Now, he said it is his and others job to connect those in need to one of the 700 food pantries sprinkled throughout the state, or making sure they receive food stamps so people can purchase food at grocery stores or farmer’s markets rather than continuing this separate — and costly — food distribution strategy.
The twice-a-week drive through in East Hartford costs CT Food Share/Food Bank $40,000 a week to pay for things like traffic controllers and extra staff. This cost doesn’t factor in all the free food, volunteers, or Connecticut National Guard needed to staff the event.
Where’s the humanity?
Nicolas Rodriguez’s three young children really don’t like chicken.
But as he struggles to recover from COVID and has had to cut back his hours at the factory where he works, chicken is what’s in the free food box week after week. Sometimes the milk and cheese is just a day or two from the expiration date.
“Sometimes they say, ‘Oh, chicken again.’ And I say, ‘Well that’s what’s for dinner.'” the Hamden resident said, who doesn’t qualify for food stamps because he is undocumented and makes too much money for his children to qualify. “They’re eating a lot of chicken and potatoes these days.”
It’s an issue that comes up a lot.
At the drive-through in East Hartford, a couple of volunteers lamented when they saw children in the car and all they had to put in the trunk of their car from the protein section was a protein shake.
“Yea, she’s not going to eat that,” the volunteer pointed out while sifting through the boxes for an alternative for the next car with a child.
Advocates say the best way to provide food that people will actually eat — instead of handing out food they don’t like, can’t eat due to allergies or dietary restrictions, or doesn’t fit with their religious beliefs — is to give people food stamps so they can go to the store and pick it out themselves.

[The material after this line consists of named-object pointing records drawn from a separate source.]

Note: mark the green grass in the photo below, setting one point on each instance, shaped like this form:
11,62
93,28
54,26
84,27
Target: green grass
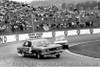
89,49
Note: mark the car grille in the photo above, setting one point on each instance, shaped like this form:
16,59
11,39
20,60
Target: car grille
53,49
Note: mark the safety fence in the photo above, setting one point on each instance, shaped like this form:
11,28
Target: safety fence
19,37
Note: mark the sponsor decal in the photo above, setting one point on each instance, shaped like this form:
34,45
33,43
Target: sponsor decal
3,39
35,35
65,32
53,33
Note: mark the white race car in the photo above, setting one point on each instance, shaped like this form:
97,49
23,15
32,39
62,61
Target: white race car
40,48
61,40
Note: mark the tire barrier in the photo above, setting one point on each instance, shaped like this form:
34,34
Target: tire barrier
53,34
19,37
5,39
91,31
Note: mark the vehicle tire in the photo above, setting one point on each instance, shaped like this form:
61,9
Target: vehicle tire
22,54
58,56
39,56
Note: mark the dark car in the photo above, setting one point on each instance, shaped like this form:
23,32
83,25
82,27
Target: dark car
39,48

“We’re flying a little blind about what we’re giving people. We’re making sure that they’re getting nutrition but it might not be exactly the foods that they want or their children want,” said Coughlin of People to People food pantries, adding that when the pantries are safe enough to reopen this will somewhat help because then people can shop their aisles. “”We want to be able to get food that they’re actually going to eat.”
There is also a level of humanity that comes with food stamps.
“There’s a lot more dignity in allowing someone to go to the grocery store, and purchase food, versus someone going someplace and hoping someone hands them stuff they like,” said Coughlin. “I say it all the time, people should not rely on this kindness of strangers to have to feed their families. And that’s what those drive-throughs are.”
On a recent afternoon at the East Hartford mobile distribution site, there was a line of cars pulled over so their occupants could check what food they’d just received.